Bad Recursion Revisited

We have internal email lists for questions about programming languages. Here's one that came across recently that I thought illustrated a good point about language design.

An interview candidate gave the following awful implementation of the factorial function. (Recall that factorial is notated "n!", and is defined as the product of all the integers from 1 to n. 0! is defined as 1. So 4! = 4 x 3 x 2 x 1 = 24.)

If you note that n! = n x ((n-1)!) then a recursive solution comes to mind. When asked to implement the factorial function in C, an interview candidate came up with this:

int F(int x){
return (x > 1) ? (x * F(--x)) : x;
}

Now, leaving aside for the moment the fact that this badly-named function does no bounds checking on the inputs, potentially consumes the entire stack, returns a wrong or nonsensical answer for inputs less than one, and is a recursive solution to a problem that can easily be solved with a simple lookup table, it has another big problem -- it doesn't even return the correct answer for any input greater than one either! F(4) will return 6, not 24, in Microsoft C.

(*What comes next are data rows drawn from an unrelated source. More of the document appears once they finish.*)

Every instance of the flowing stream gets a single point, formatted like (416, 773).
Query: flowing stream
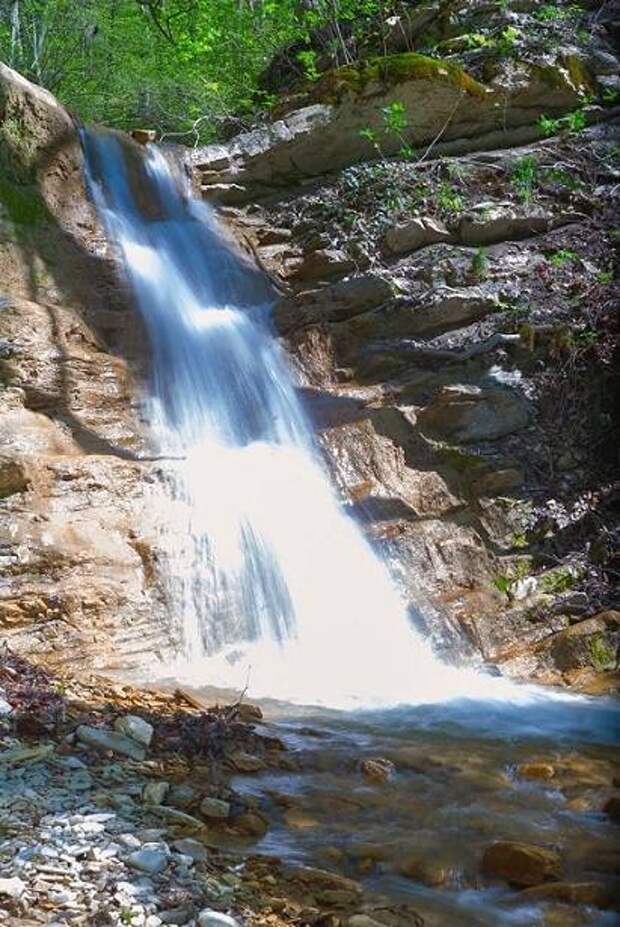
(277, 591)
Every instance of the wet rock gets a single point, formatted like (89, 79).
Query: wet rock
(535, 771)
(13, 476)
(612, 808)
(425, 871)
(521, 864)
(12, 888)
(101, 739)
(155, 792)
(323, 264)
(377, 770)
(214, 808)
(500, 223)
(151, 858)
(192, 848)
(472, 413)
(414, 234)
(251, 823)
(247, 762)
(335, 303)
(590, 643)
(210, 918)
(595, 894)
(136, 728)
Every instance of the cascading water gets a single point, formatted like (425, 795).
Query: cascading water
(276, 586)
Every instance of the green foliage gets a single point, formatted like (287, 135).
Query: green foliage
(523, 178)
(562, 256)
(480, 263)
(558, 581)
(448, 199)
(602, 654)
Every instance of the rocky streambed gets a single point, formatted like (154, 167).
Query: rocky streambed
(124, 805)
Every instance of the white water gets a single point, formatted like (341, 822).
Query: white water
(274, 584)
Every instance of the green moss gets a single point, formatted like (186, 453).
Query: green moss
(22, 205)
(602, 654)
(392, 70)
(580, 76)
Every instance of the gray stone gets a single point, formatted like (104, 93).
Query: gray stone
(214, 808)
(192, 848)
(414, 234)
(13, 888)
(109, 740)
(151, 858)
(136, 728)
(210, 918)
(155, 792)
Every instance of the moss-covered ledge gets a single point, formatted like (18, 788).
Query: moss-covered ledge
(389, 71)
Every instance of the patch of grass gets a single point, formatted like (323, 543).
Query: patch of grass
(562, 257)
(448, 199)
(557, 581)
(523, 178)
(480, 264)
(23, 205)
(602, 654)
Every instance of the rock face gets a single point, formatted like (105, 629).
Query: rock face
(324, 135)
(77, 559)
(521, 864)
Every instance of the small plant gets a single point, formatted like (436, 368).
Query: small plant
(448, 199)
(549, 126)
(480, 264)
(602, 654)
(507, 41)
(562, 257)
(523, 178)
(307, 60)
(558, 581)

And yet the seemingly equivalent C#, JScript and VBScript programs return 24.

The question was "What the heck is up with that?"

This looks perfectly straightforward. If x is 4, then we evaluate the consequence of the conditional operator...

4 * F(3)
= 4 * 3 * F(2)
= 4 * 3 * 2 * F(1)
= 4 * 3 * 2 * 1
= 24

right? What is broken with C?

Page 52 of K&R has the answer.

"C, like most languages, does not specify the order in which the operands of an operator are evaluated. (The exceptions are &&, ||, ?: and ','.) For example, in a statement like x = f()+g(); f may be evaluated before g or vice versa; thus if either f or g alters a variable on which the other depends, x can depend on the order of evaluation."

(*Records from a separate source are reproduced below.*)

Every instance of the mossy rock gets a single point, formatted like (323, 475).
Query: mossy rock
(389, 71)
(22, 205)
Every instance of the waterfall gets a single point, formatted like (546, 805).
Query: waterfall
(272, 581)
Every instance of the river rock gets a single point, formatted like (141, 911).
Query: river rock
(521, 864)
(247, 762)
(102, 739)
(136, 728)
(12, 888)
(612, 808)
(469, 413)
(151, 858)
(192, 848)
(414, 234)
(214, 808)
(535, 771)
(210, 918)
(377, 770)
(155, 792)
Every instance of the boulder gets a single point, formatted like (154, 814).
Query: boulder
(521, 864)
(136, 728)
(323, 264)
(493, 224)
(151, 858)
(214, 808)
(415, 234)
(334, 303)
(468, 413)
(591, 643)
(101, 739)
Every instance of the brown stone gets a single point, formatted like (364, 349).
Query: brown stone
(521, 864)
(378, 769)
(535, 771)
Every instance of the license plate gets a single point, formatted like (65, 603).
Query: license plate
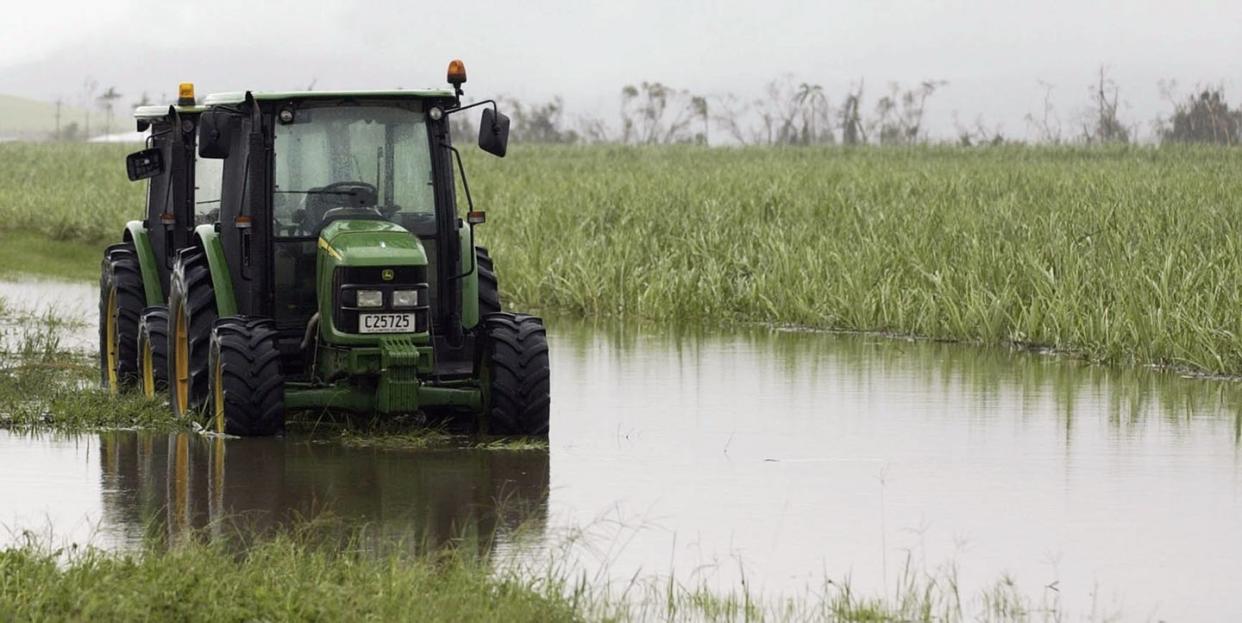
(385, 323)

The Microsoft C compiler actually evaluates the function call first, which causes x to be decremented before the multiplication. So this is actually the same as

3 * F(3)
= 3 * 2 * F(1)
= 3 * 2 * 1
= 6.

Why does the specification call out that the compiler can choose any order for subexpression evaluation? Because then the compiler can choose to optimize the order so that it consumes a small number of stack or register slots for the results.

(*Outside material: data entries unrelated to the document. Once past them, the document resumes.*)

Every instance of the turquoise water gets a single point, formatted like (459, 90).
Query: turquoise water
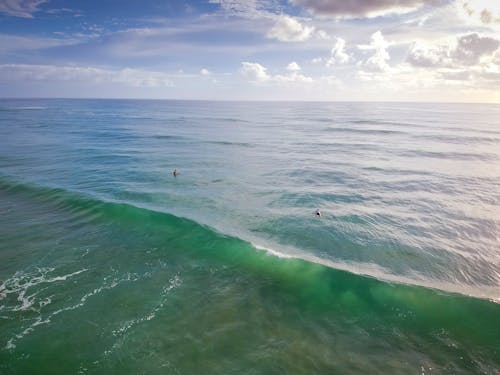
(108, 263)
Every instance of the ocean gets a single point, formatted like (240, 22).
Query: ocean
(111, 264)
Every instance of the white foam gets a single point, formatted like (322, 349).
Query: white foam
(378, 272)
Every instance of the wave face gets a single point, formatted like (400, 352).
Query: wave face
(109, 263)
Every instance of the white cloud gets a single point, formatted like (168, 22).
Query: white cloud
(425, 56)
(293, 67)
(480, 12)
(470, 48)
(12, 43)
(288, 29)
(466, 50)
(358, 8)
(377, 62)
(246, 8)
(20, 8)
(51, 73)
(338, 54)
(254, 72)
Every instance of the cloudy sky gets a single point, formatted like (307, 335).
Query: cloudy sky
(362, 50)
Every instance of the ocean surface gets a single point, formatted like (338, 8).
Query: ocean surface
(110, 264)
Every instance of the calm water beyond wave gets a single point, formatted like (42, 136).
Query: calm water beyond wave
(110, 264)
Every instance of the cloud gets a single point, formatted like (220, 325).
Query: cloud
(423, 56)
(255, 72)
(21, 8)
(466, 50)
(377, 62)
(288, 29)
(361, 8)
(338, 54)
(246, 8)
(51, 73)
(293, 67)
(480, 12)
(470, 48)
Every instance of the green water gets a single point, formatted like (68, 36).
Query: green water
(101, 287)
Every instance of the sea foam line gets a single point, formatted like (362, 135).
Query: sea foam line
(378, 272)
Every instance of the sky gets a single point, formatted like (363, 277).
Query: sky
(308, 50)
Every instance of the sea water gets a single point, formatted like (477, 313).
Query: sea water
(111, 264)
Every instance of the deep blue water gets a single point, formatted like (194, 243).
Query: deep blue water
(409, 195)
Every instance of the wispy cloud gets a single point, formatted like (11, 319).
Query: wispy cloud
(288, 29)
(343, 8)
(21, 8)
(256, 73)
(51, 73)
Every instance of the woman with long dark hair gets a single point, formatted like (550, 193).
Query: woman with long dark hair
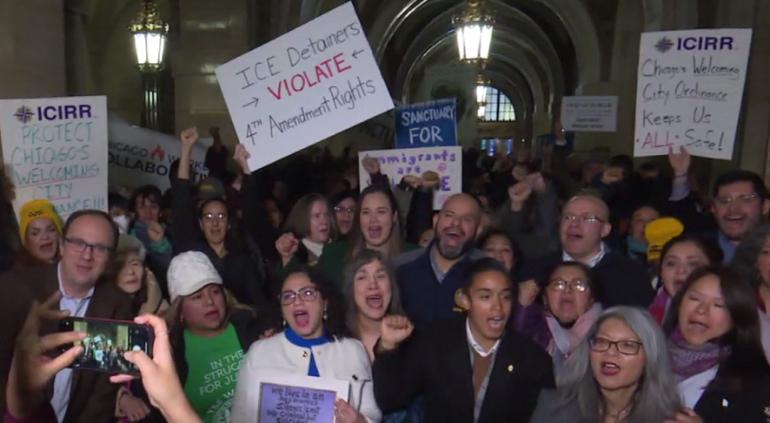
(375, 227)
(679, 257)
(716, 355)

Of course, C was written back in the dark ages -- the 1970's -- when indeed most languages were pretty ill-specified and full of terrible "gotchas" like this. JScript, VBScript, C#, and most modern languages do guarantee that functions will be evaluated in left-to-right order. In all these languages,

x = f() + g() * h();

will evaluate f, then g, then h.

As K&R notes "The moral is that writing code that depends on order of evaluations is a bad programming practice in any language." Amen to that!